As mentioned above, if the table doesn’t already exist on the Member, it will be created from scratch and populated, so all is well.
Removing a Table
Deselecting a table from the Sync Group and starting a Sync will remove the user table triggers and the tracking table at the Member. The user table itself is not removed from the Member.
Adding a Column
The new column must be added on the Hub via an Alter Table command. Making SQL Data Sync aware of this schema change is not automatic – there’s no equivalent of @replicate_ddl with SQL Data Sync. You can create a DDL trigger to alert you about schema changes if you are concerned it’ll happen without you being aware of it (details here). Once the extra column is added – in this example I add it to the Region table – you’ll need to let SQL Data Sync know it has been added. But we must first add the extra column to the Member servers as well as the Hub – all manually.

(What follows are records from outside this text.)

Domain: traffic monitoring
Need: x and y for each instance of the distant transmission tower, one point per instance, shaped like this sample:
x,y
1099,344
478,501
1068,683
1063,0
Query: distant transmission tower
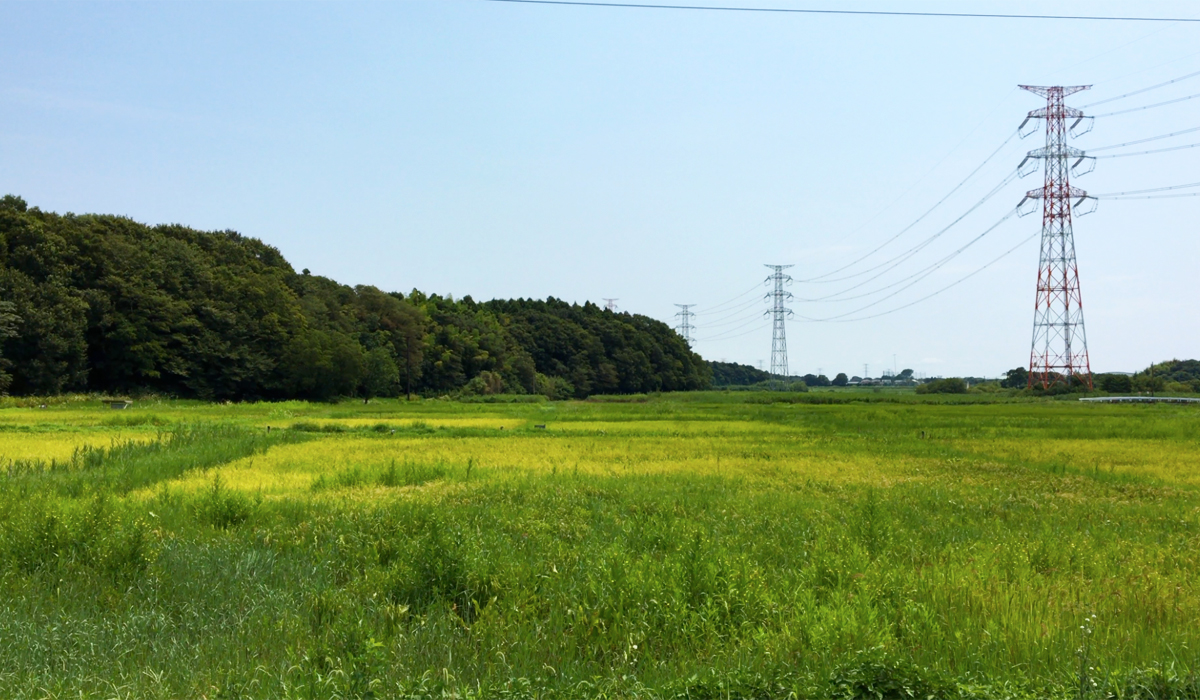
x,y
779,313
685,325
1059,353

Once the extra column has been added, in the portal we click on “Refresh Schema” and put a tick in the box for the new column “testextracol”.
After running a Sync, changes will propagate as expected, because the new column is part of the SQL Data Sync schema. We can check that this is the case as before using:
SELECT config_data
FROM [DataSync].[scope_config_dss]
If you add the column on the Hub and then forget to add it to the Sync Group there is no real issue. The Sync Group treats it like a vertical partition. And remember that the tracking table only really holds the PK values – not all the other columns and data.
Removing a Column
Removing a column in the portal changes the scope_config – the table used when the comparisons are made at a Sync. The tracking table holds the PK values only, so the column removal doesn’t make a big change. Remember however that we are really changing the metadata of the Sync Group. Removing a column in the portal will not remove the actual column in the table at the Member. This is all well if the column is NULLable, but if eg I remove the RegionDescription column at the Hub and then do an insert, the insert will fail during the Sync as mentioned below. So the simplest solution is that either we replicate the whole table, or the schemas at the Member should match what is defined on the portal.
Changing a Column
Changing datatypes can be troublesome sometimes. Suppose on the Hub I increase the RegionDescription column from varchar(50) to varchar(500). Then I edit a RegionDescription value to be 100 characters long. Syncing up will result in a truncation error.
Although not mentioned explicitly 8152 means “String or binary data would be truncated”. So – we have to either keep the schemas in sync, or the data has to match the lowest column specifications.
Well – that’s all for now. I’ll add in any other schema change idiosyncrasies as I come across them.